# mature student struggling with mortgage and CC debt and two jobs



## orchid (5 Mar 2011)

Age: * 27*
   Spouse’s/Partner's age: n/a

   Annual gross income from employment or profession: Net €2000PM
   Annual gross income of spouse:n/a

   Type of employment: Student/part time jobs 

In general are you:
(a) spending more than you earn, or
(b) saving?
A

   Rough estimate of value of home 175K
   Amount outstanding on your mortgage: 245K
*What interest rate    are you paying? 2.75%

   Other borrowings 
 Credit card 1 - 1900€
 Credit card 2 - 3900€(halifax paying as a 135€ pm loan
 Credit card 3 - 1900€
 Credit card 4 - 490€
 Bank loan - 790€(35€ oer week)
 Credit Union Loan - 4900 (35€ per week)

   Do you pay off your full credit card balance each month? No Min payment on CC1 and 10% per month on CC 2 and 3
   If not, what is the balance on your credit card? 

   Savings and investments: 2500€ in Credit union but cannot access it

   Do you have a pension scheme?  n/a

   Do you own any investment or other property? n/a 

   Ages of children: n/a

   Life insurance: 


What specific question do you have or what issues are of concern to you? 
 I am having a really hard time at the minute trying to make ends meet. I am a full time student in my final year and working 2 jobs(one full time nights) and a weekend job. Its my final year in college and both jobs are becoming a real drain but I cant see what to do in regards my finances(which I know are a mess...) so I can give one of them up. My mortgage is  costing me 590€ per month on a 22 year term but as my mother went on the deeds with me  I can't get the term extended due to her age.
I have missed a payment or two on all the loans/Credit cards but am back up to date with them now.

Any advice greatly welcomed*


----------



## Brendan Burgess (5 Mar 2011)

> My 245k  mortgage is  costing me 590€ per month on a 22 year term @ 2.75%



245k@2.75% = 6737/12 = €560 per month interest only.

It seems to me that you are only paying the interest on the mortgage. If you were to pay it off over 22 years, it would be around €1,200 per month. 

So extending the term won't make any difference. It's not a 22 year mortgage, it's an interest only or indefinite mortgage.


You could ask for a full payment moratorium for 6 months so that you can give up one of your jobs and concentrate on your studies. You might not get this, but you could ask for it.

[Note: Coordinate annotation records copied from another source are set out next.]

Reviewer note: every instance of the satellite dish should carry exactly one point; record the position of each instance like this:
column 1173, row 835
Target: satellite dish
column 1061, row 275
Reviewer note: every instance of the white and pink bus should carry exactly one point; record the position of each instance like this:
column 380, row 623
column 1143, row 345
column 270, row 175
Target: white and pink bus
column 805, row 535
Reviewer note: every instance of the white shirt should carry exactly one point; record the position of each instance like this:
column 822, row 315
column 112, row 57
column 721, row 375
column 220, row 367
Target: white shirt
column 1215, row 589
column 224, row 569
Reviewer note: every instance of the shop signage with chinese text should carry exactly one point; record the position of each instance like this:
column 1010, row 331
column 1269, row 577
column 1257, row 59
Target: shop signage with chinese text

Where are you living? Can you rent out the house or take in a tenant to help with the mortgage payments. 

Unfortunately, going to college is an expensive business and it's difficult to pay off a mortgage while at college.


----------



## orchid (5 Mar 2011)

sorry for not being clearer, I only pay half the mortgage as I have a lodger(friend) who makes up the other half.

I did ask to be put intrest only when I went back to college(3 years ago) and they would not agree.But times have indeed changed. I was managing fine until the middle of last year when I got a huge pay cut in my job and had to look for another.

Would I lose my tracker mortgage if I went interest only?


----------



## Brendan Burgess (5 Mar 2011)

Hi Orchid

You will not lose your tracker if they reschedule your mortgage. Read the Central Bank's Guide to Mortgage Arrears Code. 

Ask for a moratorium and you might get it. They should settle for interest only which will save you around €500 a month.

Brendan


----------



## orchid (5 Mar 2011)

Thanks for taking the time to reply. I will get on to the bank on Monday and see what they can do for me. It would be great to go interest only for awhile, would give me a chance to chip away at the CC debt and quit one of my jobs


----------